McClendon is expected to step down on Monday even if a successor has not been named, leaving Chief Operating Officer Steve Dixon and Chairman Archie Dunham to lead the U.S. oil and gas company in the interim, the source said.
McClendon's departure was announced in late January, following a governance crisis and a liquidity crunch caused by heavy spending on oil and gas properties, and a collapse in the price of natural gas.
Chesapeake's board of directors is considering both internal and external candidates for the job they had initially said would be filled by April 1.
The reason for the delay was not immediately clear. A spokesman for the Oklahoma City, Oklahoma-based company did not return a telephone call seeking comment on the process.
Analysts said several factors may be complicating the search: the second-largest U.S. natural gas producer faces financial and regulatory headwinds, it has a knotty financial structure that needs to be simplified, and there is a crowded field of public energy companies on the hunt for a CEO.
McClendon, who co-founded Chesapeake in 1989, was one of the first oil and gas executives to recognize the vast potential of the country's shale basins. But he oversaw $43 billion in spending over 15 years to snap up drilling rights across the country, putting the company under severe financial strain when natural gas prices tumbled.
Chesapeake has to fill a projected $4 billion gap between cash flow and spending this year and sell up to $7 billion in assets to help make up that shortfall in an environment where deal valuations have softened.
A Reuters investigation last April found that McClendon had arranged to personally borrow more than $1 billion from a big investor in Chesapeake, EIG Global Energy Partners, secured by his interest in the wells.
That program granting McClendon stakes in the company's wells is the subject of a formal investigation by the U.S. Securities and Exchange Commission. The U.S. Department of Justice has also launched a probe into possible antitrust violations related to land deals Chesapeake struck in Michigan. Those deals were first reported by Reuters.
A company probe of the same matter found no intentional wrongdoing on the part of McClendon.
"I don't think the company is out of the woods," said Phil Weiss, oil analyst at Argus Research. "They are going to need somebody who can get their leverage and budget under control and sort through all the joint ventures and off-the-balance sheet stuff."
Chesapeake has competition for talented executives. Other oil and gas companies that are looking for new CEOs, or executives who are meant to be part of a succession plan, include Encana Corp (ECA.TO), Occidental Petroleum Corp (OXY.N) and Marathon Oil Corp (MRO.N).
The search for a CEO typically takes about three months, but often takes longer because of the difficulty of scheduling interviews, negotiations over contract terms, and due diligence, according to executive search firm Egon Zehnder.
"From a board's perspective, it's a pretty complex thing when you talk about a CEO search," said Trent Aulbaugh, head of Egon Zehnder's Houston office. His firm is not involved in the Chesapeake search process.

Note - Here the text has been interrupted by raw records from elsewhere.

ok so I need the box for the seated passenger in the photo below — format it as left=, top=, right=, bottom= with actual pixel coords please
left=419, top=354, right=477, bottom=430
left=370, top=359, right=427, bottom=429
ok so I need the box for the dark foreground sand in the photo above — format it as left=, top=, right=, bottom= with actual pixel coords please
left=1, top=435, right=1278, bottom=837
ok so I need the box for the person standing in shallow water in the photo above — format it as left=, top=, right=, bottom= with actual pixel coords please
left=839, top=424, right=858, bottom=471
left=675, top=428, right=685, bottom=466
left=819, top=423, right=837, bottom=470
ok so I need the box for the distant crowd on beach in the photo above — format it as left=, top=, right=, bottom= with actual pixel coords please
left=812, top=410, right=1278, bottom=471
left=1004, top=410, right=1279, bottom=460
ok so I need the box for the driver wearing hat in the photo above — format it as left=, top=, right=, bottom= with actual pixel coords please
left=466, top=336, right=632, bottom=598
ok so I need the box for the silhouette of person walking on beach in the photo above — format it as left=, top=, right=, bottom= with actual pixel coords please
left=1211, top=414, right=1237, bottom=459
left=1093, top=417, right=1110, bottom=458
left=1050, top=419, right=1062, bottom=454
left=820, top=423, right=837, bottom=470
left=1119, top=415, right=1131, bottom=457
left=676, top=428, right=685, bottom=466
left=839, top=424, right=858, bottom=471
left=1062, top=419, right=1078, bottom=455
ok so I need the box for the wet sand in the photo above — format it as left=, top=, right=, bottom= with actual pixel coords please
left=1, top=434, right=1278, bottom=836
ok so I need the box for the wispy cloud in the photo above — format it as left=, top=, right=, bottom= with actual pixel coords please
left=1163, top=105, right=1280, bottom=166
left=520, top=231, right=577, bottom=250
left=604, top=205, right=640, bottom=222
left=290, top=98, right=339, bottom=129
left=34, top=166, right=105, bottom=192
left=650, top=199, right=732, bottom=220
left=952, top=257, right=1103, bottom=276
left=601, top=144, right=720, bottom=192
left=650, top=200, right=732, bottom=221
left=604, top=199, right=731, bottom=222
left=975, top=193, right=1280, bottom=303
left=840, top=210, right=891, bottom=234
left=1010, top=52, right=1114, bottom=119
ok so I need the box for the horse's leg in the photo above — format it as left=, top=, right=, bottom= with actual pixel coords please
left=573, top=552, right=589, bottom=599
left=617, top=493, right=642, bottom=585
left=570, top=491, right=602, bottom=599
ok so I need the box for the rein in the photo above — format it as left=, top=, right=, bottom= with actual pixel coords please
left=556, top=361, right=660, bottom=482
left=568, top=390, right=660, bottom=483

A partner at Heidrick & Struggles, the recruiting firm that Chesapeake hired, was not available to comment.
McClendon, 53, appears eager to leave Chesapeake as quickly as possible, the source said.
He has created at least two new Oklahoma companies in the last few months, McClendon Energy Operating LLC and Arcadia Capital LLC, according to documents filed with the Oklahoma Secretary of State. The documents did not provide any details about the nature of the companies.
A spokesman for McClendon did not immediately respond to an email seeking comment on his plans.